Lionel G. Fogarty
Vagabond Press ($25)
by Robert Wood
Precious little has been written on Lionel Fogarty’s poetic consciousness, or where to situate him in a global literary economy. An indigenous Australian writer, Fogarty is mostly considered alongside Ali Coby Eckermann and Samuel Wagan Watson in a red, yellow, and black identity politics triumvirate—and indeed, one can see in Fogarty’s writing a DuBoisean “double consciousness,” the common walking-in-two-worlds theme. But Eelahroo (Long Ago) Nyah (Looking) Mobo-Mobo (Future) demands a new analysis.
For Fogarty’s latest work, the term “homonymic consciousness” comes to mind. A homonym is one of a group of words that share the same spelling and pronunciation but have different meanings. It is thus about unity and multiplicity at once. Fogarty’s latest work shows a remarkable unity of purpose, voice, and outlook: it is not sameness, however, because there is thrilling multiplicity in his formal invention, from acrostic (“A-U-S-T-R-A-L-I-A”) to long narrative (“Thirty Years from 1983”) to numbered statement (“Register Donate”)—not to mention a multiplicity of emotion (from anger to admonishment to regret).

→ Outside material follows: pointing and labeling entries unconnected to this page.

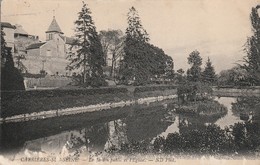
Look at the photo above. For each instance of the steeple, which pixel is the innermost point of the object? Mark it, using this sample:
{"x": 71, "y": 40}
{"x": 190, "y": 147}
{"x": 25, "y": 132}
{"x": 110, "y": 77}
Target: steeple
{"x": 53, "y": 30}
{"x": 54, "y": 27}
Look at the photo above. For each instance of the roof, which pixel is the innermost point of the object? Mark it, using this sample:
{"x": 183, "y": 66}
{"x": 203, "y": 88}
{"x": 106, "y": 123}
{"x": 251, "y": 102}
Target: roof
{"x": 35, "y": 45}
{"x": 69, "y": 40}
{"x": 54, "y": 27}
{"x": 19, "y": 30}
{"x": 7, "y": 25}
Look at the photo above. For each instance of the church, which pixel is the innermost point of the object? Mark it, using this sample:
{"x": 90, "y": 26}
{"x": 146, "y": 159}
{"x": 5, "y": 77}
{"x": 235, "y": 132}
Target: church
{"x": 49, "y": 56}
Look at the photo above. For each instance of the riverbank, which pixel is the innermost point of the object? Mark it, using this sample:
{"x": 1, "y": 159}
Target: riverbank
{"x": 49, "y": 103}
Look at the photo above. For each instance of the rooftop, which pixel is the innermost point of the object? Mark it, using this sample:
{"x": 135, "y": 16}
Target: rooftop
{"x": 54, "y": 27}
{"x": 7, "y": 25}
{"x": 35, "y": 46}
{"x": 19, "y": 30}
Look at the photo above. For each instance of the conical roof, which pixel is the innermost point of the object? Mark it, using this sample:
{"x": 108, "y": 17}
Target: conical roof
{"x": 54, "y": 27}
{"x": 19, "y": 30}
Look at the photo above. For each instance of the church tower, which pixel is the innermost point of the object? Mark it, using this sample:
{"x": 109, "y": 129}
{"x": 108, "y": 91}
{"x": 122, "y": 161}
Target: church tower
{"x": 53, "y": 30}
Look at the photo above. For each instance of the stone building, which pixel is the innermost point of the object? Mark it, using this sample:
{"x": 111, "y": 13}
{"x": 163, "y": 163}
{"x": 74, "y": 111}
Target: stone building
{"x": 8, "y": 29}
{"x": 49, "y": 56}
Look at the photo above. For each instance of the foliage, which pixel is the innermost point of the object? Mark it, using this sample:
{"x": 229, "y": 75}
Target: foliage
{"x": 11, "y": 78}
{"x": 112, "y": 43}
{"x": 211, "y": 107}
{"x": 236, "y": 76}
{"x": 252, "y": 48}
{"x": 142, "y": 61}
{"x": 194, "y": 73}
{"x": 22, "y": 102}
{"x": 209, "y": 75}
{"x": 180, "y": 78}
{"x": 154, "y": 88}
{"x": 88, "y": 58}
{"x": 135, "y": 28}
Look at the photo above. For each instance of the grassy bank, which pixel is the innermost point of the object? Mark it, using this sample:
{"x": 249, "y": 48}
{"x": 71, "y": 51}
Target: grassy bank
{"x": 202, "y": 108}
{"x": 22, "y": 102}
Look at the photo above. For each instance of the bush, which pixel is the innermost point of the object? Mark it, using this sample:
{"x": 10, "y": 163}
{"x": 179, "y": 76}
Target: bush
{"x": 154, "y": 88}
{"x": 8, "y": 96}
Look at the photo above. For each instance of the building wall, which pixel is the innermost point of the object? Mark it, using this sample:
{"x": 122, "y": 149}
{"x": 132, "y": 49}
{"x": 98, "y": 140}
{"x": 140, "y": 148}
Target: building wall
{"x": 54, "y": 48}
{"x": 9, "y": 37}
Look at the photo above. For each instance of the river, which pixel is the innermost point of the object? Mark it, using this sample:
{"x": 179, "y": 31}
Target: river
{"x": 102, "y": 130}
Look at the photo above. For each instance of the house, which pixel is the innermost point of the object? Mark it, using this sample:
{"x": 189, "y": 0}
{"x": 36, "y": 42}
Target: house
{"x": 49, "y": 56}
{"x": 8, "y": 29}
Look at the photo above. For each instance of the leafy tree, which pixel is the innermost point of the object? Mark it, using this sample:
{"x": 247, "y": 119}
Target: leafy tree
{"x": 252, "y": 48}
{"x": 235, "y": 76}
{"x": 209, "y": 75}
{"x": 180, "y": 77}
{"x": 194, "y": 73}
{"x": 88, "y": 58}
{"x": 141, "y": 61}
{"x": 112, "y": 43}
{"x": 11, "y": 78}
{"x": 135, "y": 29}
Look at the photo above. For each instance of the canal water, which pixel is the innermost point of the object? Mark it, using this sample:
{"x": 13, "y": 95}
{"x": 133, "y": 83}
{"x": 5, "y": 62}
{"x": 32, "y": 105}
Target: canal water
{"x": 102, "y": 130}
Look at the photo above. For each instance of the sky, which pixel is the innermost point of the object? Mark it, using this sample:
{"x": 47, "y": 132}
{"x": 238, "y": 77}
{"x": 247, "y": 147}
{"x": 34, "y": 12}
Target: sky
{"x": 217, "y": 29}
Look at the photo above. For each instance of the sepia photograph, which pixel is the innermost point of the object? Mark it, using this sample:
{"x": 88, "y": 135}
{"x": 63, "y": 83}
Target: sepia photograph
{"x": 130, "y": 82}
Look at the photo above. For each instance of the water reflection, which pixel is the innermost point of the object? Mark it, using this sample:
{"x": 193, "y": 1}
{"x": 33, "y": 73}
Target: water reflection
{"x": 99, "y": 131}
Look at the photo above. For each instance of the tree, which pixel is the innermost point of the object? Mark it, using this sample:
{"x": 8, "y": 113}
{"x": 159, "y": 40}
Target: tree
{"x": 194, "y": 73}
{"x": 88, "y": 58}
{"x": 112, "y": 43}
{"x": 236, "y": 76}
{"x": 180, "y": 77}
{"x": 209, "y": 75}
{"x": 11, "y": 78}
{"x": 135, "y": 29}
{"x": 141, "y": 61}
{"x": 21, "y": 67}
{"x": 252, "y": 48}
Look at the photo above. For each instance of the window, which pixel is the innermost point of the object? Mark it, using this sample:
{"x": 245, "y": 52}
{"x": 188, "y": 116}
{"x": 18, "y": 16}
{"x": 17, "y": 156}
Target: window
{"x": 48, "y": 54}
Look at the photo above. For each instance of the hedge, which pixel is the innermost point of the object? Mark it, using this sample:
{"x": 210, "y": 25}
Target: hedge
{"x": 154, "y": 88}
{"x": 7, "y": 96}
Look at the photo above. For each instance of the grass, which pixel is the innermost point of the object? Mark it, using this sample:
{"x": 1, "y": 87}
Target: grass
{"x": 52, "y": 101}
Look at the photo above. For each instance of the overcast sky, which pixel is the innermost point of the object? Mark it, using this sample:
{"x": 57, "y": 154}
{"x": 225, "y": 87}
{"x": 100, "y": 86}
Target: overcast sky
{"x": 218, "y": 29}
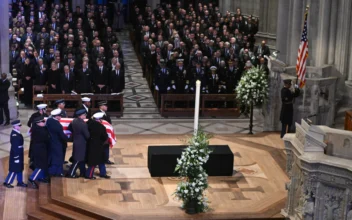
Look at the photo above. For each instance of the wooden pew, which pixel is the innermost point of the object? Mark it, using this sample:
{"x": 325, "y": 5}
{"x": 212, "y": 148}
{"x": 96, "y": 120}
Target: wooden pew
{"x": 225, "y": 100}
{"x": 168, "y": 107}
{"x": 49, "y": 99}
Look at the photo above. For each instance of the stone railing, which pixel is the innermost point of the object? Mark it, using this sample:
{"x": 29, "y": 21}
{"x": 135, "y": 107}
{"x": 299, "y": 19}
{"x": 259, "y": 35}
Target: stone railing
{"x": 319, "y": 165}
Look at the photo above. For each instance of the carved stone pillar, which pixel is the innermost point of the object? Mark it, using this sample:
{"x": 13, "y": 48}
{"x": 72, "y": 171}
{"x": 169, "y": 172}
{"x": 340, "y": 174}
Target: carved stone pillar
{"x": 4, "y": 56}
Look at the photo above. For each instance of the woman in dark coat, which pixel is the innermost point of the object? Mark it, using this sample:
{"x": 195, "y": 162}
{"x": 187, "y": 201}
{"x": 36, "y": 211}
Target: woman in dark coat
{"x": 27, "y": 80}
{"x": 95, "y": 146}
{"x": 80, "y": 137}
{"x": 40, "y": 144}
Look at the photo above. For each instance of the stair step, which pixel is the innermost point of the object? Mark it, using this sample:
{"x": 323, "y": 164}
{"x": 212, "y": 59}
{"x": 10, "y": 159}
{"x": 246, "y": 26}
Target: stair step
{"x": 32, "y": 206}
{"x": 48, "y": 207}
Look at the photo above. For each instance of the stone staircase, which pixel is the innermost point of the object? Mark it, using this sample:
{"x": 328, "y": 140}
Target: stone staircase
{"x": 138, "y": 99}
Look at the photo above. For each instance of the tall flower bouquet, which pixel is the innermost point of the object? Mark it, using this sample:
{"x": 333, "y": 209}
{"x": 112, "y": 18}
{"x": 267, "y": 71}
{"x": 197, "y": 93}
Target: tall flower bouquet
{"x": 190, "y": 165}
{"x": 252, "y": 90}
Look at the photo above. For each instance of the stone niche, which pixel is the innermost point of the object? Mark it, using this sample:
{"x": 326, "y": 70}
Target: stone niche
{"x": 319, "y": 165}
{"x": 317, "y": 100}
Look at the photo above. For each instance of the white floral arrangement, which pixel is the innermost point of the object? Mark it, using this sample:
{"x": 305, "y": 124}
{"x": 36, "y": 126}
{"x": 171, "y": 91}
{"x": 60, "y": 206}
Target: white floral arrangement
{"x": 253, "y": 87}
{"x": 190, "y": 165}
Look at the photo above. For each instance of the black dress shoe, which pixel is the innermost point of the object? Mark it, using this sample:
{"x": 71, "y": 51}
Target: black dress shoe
{"x": 33, "y": 184}
{"x": 22, "y": 184}
{"x": 106, "y": 177}
{"x": 90, "y": 178}
{"x": 7, "y": 185}
{"x": 44, "y": 180}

What results from reading homonymity into this work is the recognition of Fogarty’s distinct poetic idiom, which allows readers to reconsider indigenous sovereignty and power in a contested and occupied Australia. However, to label indigenous poetry simply as a poetry of protest undermines the work’s capriciousness and diversity. In Eelahroo (Long Ago) Nyah (Looking) Mobo-Mobo (Future), we get a complicated, dense, moving portrait of life in all its forms. The reader is challenged, opened up, and eventually lulled by this book. Moreover, we cannot separate out resistance from utopia; there is not only protest here, but also the evocation of a created world. It is this combination that makes Fogarty so compelling.
In his Sydney Review of Books essay on “The Poet Tasters,” Ben Etherington noted the prevailing whiteness of poetry and its reviewers in Australia. Fogarty not only stands out for his appreciable non-whiteness, but also because his poetry works to defamiliarize “the poetry community” from its linguistic surroundings. Few other poets can say they have a brother who died at police hands, and that othered experience comes through in his language. Perhaps Fogarty’s true poetic antecedents can be found in anthropological journals, colonists’ diaries, and explorers’ letters; in these sources we can read transcriptions of songs and myths told in indigenous voices but which deny an authorial identity. The emphasis on repetition common to many song poems comes through in poems like “Maps Gods To Whose,” “Country’s Sub’s No Suss Towns,” and “Olive Pink Fly Over Sums.”
There is also a root in ongoing oral traditions and an international context of which Fogarty is a part, which might account for why Fogarty writes how he does as well as for where we place him. Indeed, the reader will very much recognize the spoken voice in this book. Consider for example the lead poem “Murgon Brawl Cherbourg Brawls,” which begins, “They out there, not hidden / Have you heard of that brawl?” We can see a casual ordinary speech combined with direct address and line breaks, which, when taken together demand the reader to pause and reflect—is the poet speaking of us, asking of us, are we in the space of Poetry or a casual, passing conversation? The language might be ordinary but the rhythm is not. It reminds us, in its use of the vernacular, of some Caribbean writers (Mervyn Morris for instance), Black British writers like Linton Kwesi Johnson for its content, and some Americans, primarily Amiri Baraka, for its intensity. Recasting Fogarty in such a transnational Black milieu forces us to think through the nodes of association, the networks of relation, and the politics of criticism.
When reading Eelahroo (Long Ago) Nyah (Looking) Mobo-Mobo (Future), one will recognize the linguistic dexterity, unique sound shape, unity of purpose, and multiple meaning of words. For readers unaccustomed to his work, it is a good place to begin. For readers expecting more of the same, it is striking for its cohesiveness and power, which only grows with the volume. We must read Fogarty in light of traditions not immediately considered poetic, as well as in contexts that account for more than Australia. It is exciting to think of Fogarty as a starting point for many to experience the vast diversity of Australian literature.